Common methods include Maximum Parsimony, Maximum Likelihood, and Bayesian Inference.

Maximum Parsimony (MP)

Characteristics

Nature: Non-parametric with no explicit model of evolution.
Objective: Finds the best tree(s) that require the least number of evolutionary changes to explain the observed data.
Output: Produces cladograms without branch lengths.

Advantages and Disadvantages

Advantages: It is straightforward and quick to compute.
Disadvantages: Exhibits long branch attraction problems, which may bias results.

Maximum Likelihood (ML)

Characteristics

Nature: Parametric, relying on a defined model of evolution.
Objective: Identifies the best tree(s) that have the highest probability given the observed data.
Output: Generates phylograms that include branch lengths representing average probabilities of character changes.

Advantages and Limitations

Advantages: Statistically consistent and not significantly affected by long branch attraction.
Limitations: The model of evolution must be correct, and analyses can be computationally intensive, requiring substantial processing time for large datasets.

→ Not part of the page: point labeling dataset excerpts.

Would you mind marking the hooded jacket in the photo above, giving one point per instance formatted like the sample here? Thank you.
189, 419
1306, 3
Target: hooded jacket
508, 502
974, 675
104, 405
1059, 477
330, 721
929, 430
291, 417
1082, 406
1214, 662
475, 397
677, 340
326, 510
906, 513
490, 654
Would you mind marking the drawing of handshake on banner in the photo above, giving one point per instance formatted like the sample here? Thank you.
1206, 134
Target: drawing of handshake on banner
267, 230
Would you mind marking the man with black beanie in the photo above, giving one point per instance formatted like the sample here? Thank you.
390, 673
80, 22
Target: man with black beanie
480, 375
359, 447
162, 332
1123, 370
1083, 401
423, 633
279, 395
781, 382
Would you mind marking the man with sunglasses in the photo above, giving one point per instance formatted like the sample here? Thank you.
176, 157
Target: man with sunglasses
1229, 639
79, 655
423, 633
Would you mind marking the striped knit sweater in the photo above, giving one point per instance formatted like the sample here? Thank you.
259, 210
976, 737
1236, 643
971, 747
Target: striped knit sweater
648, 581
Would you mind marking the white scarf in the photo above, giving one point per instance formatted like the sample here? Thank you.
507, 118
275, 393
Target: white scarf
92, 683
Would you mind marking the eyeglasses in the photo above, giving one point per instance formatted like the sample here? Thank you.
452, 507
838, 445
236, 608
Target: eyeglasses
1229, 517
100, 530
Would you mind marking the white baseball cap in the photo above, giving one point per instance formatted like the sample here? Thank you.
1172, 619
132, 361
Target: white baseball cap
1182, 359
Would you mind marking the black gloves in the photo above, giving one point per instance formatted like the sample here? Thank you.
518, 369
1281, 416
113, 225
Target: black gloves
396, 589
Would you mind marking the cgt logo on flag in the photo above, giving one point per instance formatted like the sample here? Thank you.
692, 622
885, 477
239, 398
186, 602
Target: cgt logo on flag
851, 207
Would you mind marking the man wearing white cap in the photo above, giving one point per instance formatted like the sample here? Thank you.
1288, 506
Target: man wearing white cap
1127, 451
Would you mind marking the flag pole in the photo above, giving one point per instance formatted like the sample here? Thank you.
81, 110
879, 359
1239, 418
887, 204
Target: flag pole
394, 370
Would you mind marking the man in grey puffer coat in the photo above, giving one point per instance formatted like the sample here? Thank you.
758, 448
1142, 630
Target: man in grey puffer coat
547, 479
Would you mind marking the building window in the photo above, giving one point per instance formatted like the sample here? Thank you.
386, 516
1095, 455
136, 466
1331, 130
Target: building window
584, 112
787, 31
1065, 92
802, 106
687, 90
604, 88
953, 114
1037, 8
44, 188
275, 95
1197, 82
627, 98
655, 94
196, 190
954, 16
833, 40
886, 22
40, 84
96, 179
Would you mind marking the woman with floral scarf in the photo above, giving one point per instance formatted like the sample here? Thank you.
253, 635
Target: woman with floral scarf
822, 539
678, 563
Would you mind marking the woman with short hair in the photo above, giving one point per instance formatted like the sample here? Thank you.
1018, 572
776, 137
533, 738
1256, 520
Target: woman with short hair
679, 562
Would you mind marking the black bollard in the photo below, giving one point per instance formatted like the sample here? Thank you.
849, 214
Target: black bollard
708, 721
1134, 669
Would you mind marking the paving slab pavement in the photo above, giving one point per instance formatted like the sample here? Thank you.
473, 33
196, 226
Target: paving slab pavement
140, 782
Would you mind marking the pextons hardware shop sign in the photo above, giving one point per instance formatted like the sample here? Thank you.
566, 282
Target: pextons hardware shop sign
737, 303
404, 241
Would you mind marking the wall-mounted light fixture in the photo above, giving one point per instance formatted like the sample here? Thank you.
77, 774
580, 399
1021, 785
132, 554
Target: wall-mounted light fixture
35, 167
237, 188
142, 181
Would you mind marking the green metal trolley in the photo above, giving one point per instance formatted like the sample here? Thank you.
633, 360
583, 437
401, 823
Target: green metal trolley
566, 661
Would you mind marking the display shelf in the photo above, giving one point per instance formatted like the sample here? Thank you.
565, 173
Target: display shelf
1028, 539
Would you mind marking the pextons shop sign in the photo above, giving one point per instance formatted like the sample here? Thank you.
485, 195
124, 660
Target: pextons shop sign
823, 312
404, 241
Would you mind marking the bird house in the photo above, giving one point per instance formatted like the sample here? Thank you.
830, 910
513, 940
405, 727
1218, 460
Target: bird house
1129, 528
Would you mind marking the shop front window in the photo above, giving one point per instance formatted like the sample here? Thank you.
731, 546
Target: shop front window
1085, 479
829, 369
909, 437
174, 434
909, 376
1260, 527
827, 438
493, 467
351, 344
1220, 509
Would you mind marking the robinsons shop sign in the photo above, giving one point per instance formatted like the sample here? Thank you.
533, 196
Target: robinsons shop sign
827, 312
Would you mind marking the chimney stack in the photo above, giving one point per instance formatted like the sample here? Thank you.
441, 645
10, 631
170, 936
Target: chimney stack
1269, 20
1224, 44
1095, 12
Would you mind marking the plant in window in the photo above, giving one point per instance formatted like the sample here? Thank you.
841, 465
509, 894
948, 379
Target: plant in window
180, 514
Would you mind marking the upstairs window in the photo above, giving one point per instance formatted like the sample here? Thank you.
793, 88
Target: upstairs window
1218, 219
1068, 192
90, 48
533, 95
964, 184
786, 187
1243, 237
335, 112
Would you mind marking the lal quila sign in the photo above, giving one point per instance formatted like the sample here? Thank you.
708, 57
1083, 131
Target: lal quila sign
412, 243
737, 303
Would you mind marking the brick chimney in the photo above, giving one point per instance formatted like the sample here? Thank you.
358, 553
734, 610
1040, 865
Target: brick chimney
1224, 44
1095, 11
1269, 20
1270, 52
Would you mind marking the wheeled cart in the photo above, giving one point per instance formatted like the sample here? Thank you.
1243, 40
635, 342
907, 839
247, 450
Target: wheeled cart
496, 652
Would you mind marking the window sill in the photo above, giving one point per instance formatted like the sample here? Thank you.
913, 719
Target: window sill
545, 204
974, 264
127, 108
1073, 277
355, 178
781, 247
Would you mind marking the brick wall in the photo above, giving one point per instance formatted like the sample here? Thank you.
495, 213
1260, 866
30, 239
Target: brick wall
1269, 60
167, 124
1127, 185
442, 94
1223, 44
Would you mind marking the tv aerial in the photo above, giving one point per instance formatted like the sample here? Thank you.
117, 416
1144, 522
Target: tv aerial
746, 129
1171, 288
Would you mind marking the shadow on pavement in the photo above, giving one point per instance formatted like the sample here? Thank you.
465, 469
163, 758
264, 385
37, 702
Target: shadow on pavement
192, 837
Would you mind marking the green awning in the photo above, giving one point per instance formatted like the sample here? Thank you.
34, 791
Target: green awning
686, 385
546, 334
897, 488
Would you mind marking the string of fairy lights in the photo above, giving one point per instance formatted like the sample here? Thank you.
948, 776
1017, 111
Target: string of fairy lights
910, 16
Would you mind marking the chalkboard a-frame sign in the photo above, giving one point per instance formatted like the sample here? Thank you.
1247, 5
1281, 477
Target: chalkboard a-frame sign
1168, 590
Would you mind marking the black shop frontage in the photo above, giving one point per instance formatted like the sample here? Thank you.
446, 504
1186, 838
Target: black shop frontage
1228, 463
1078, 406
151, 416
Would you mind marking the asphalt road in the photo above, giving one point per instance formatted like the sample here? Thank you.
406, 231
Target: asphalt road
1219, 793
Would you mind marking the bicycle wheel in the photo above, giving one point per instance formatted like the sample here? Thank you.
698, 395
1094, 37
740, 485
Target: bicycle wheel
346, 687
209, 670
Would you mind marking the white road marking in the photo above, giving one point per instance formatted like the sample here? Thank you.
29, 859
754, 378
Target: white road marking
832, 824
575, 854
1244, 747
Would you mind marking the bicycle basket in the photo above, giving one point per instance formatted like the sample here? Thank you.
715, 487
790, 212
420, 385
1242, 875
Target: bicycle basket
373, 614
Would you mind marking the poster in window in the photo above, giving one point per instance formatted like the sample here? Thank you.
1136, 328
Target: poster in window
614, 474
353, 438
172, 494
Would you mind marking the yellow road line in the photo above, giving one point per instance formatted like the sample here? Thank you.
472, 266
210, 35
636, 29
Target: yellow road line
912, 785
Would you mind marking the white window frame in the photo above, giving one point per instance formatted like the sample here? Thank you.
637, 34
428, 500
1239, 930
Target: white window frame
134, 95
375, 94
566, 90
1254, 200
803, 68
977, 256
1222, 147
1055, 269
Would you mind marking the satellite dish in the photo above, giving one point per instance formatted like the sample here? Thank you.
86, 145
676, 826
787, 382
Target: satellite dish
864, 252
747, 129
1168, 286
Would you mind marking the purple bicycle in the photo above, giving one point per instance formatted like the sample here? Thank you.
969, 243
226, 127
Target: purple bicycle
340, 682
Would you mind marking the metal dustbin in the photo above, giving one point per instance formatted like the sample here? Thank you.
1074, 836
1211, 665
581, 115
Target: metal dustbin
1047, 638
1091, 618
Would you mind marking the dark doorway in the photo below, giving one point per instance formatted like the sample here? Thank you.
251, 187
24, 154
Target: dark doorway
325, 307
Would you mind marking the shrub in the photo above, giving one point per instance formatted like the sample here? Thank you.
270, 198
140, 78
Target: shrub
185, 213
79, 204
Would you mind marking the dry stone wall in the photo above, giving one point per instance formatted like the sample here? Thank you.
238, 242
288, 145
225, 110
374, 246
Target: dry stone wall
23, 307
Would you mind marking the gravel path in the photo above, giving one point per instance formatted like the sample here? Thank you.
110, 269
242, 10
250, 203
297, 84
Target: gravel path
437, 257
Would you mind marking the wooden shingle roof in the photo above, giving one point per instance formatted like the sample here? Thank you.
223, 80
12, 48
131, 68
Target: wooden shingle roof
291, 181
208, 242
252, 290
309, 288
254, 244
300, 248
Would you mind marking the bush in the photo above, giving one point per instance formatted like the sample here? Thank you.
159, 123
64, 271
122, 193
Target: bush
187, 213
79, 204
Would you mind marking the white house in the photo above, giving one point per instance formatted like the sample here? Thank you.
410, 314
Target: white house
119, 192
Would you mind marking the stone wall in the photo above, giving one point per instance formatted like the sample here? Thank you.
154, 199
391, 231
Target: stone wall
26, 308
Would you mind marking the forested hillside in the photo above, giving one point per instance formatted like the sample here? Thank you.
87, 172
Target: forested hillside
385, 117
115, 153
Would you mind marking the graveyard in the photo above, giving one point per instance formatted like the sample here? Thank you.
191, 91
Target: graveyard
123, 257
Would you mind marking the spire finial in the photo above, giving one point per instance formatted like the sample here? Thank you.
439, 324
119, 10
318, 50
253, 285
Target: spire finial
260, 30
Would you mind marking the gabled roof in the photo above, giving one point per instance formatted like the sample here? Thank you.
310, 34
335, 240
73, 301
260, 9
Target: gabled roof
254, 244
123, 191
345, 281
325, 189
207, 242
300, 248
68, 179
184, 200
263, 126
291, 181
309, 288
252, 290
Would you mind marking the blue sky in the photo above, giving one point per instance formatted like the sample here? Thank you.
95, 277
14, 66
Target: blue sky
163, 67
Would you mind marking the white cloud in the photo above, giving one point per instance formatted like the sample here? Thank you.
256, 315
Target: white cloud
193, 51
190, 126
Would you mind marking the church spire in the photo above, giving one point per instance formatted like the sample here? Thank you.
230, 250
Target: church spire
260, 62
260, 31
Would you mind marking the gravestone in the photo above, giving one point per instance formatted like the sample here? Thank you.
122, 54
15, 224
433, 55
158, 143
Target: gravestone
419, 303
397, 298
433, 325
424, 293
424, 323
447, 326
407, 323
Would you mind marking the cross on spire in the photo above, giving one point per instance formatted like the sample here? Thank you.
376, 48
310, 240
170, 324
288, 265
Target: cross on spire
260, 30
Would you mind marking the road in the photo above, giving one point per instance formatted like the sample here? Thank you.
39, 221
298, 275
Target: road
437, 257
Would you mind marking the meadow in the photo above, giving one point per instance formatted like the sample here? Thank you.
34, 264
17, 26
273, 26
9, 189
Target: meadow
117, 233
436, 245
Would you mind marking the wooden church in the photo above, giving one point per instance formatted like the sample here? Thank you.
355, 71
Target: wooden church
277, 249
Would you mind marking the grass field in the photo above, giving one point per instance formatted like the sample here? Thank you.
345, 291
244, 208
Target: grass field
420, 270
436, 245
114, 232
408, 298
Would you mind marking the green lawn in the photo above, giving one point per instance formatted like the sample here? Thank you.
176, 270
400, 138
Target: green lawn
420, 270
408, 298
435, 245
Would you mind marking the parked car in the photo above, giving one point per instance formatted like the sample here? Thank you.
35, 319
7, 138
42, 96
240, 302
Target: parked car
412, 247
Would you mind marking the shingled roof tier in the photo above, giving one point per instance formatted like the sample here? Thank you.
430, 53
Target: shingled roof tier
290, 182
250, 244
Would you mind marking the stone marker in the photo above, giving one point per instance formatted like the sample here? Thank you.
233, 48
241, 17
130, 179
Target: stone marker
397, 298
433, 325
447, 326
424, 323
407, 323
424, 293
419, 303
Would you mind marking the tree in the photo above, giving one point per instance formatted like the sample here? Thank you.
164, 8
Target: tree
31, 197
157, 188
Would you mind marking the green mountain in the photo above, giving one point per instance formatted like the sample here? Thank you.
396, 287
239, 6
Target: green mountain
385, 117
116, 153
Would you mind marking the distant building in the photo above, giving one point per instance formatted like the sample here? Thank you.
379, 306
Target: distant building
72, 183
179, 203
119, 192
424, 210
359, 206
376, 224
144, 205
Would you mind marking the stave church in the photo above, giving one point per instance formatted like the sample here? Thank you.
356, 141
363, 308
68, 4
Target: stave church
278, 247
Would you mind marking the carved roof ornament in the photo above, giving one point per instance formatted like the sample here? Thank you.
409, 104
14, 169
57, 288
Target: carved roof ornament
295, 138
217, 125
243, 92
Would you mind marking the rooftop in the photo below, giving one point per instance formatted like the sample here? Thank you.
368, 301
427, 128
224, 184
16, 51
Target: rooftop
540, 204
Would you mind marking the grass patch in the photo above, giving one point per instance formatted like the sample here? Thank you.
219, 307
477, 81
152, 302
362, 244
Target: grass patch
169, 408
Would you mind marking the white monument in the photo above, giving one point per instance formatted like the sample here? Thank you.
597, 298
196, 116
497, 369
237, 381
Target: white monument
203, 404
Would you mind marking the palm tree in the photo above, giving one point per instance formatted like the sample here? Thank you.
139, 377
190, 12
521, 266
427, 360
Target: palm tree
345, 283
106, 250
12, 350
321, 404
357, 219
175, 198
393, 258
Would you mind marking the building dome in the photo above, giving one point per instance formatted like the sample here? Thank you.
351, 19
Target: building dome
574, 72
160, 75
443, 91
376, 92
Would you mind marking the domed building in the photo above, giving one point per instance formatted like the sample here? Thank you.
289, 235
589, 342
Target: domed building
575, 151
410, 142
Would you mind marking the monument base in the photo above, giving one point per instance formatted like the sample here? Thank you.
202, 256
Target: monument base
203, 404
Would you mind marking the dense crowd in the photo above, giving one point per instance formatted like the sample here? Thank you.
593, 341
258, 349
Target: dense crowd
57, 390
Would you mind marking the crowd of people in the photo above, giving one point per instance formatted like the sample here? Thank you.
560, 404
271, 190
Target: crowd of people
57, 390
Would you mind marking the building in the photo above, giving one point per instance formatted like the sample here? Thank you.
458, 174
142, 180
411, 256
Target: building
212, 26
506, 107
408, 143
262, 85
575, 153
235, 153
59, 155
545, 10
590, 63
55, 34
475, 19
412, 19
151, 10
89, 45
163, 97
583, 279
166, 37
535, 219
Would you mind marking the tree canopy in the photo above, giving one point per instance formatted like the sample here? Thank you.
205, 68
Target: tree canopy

Probability and Likelihood in Phylogenetics

Definitions

Probability: An absolute measure defined as the ratio of fitting outcomes to the total number of possible outcomes, expressed as:
$P = \frac{n}{N}$
where $n$ is the number of outcomes fitting a criterion and $N$ is the total number of outcomes.
Likelihood: A relative measure used when known outcomes are unknown:
$L = \frac{n}{n + m}$
where $m$ is the number of outcomes that do not fit the criterion.